A Criatividade, por seu caráter inovador, pode também fazer aparecer resultados de valor estético que se distinguem dos modelos tradicionais. Razão pela qual, a Arte e a Ciência têm sido espaços privilegiados de expressão da criatividade. Por tendermos a identificar a Criatividade com os campos científico e artístico, tem-se a impressão de que a capacidade para criar é uma particularidade de poucos privilegiados. É óbvio que ser um indivíduo criativo em tempo integral depende de fatores inerentes à personalidade do sujeito. Mas a capacidade para elaborar soluções criativas é parte fundamental da organização mental de qualquer pessoa.
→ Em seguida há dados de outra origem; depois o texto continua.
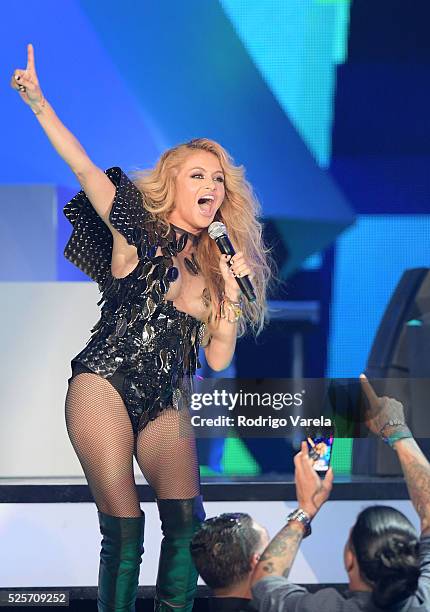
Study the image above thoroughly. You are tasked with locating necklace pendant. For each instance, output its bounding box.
[184,253,199,276]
Uma criança, por exemplo, que ao começar a andar descobre que os móveis podem servir-lhe de apoio para facilitar o deslocamento, realiza um ato criativo. Como a criança que começa a vivenciar o mundo, todos os dias, todos nós, temos a chance de sermos criativos. Se isso não acontece com freqüência é porque as condições para exercer o potencial criativo não estão sendo adequadamente vivenciadas. Se assim é, quais seriam as condições favoráveis à Criatividade?

O psicólogo norte-americano Mihaly Csikszentmihalyi estuda a criatividade há mais de 40 anos. Desde que começou os seus estudos, em 1962, quando defendeu uma tese de doutorado sobre o tema, ele tem se dedicado a responder questões como a que propuz acima e muitas outras. Por conta desse seu envolvimento com uma das Forças do Caráter, a Criatividade, Mihalyi tem sido um dos grandes colaboradores da Psicologia Positiva. A grande contribuição desse psicólogo para os estudos sobre a Felicidade se dá no campo da investigação da experiência de Fluxo(Flow) e da Personalidade Autotélica. Um dos resultados mais interessantes das pesquisas de Mihalyi no campo da criatividade é sobre o perfil das pessoas criativas.

Csikszentmihalyi utiliza três categorias para definir a expressão da criatividade no âmbito pessoal:

1– a pessoa brilhante: é iluminada e expressa pensamentos inusitados, interessantes e estimulantes;

2– a personalidade criativa: refere-se às pessoas de percepção tranqüila e cheias de insight;

3– as pessoas criativas: são aquelas cujos trabalhos têm definição pública. Ou seja, cujas realizações causam  impacto social e transformam os parâmetros culturais.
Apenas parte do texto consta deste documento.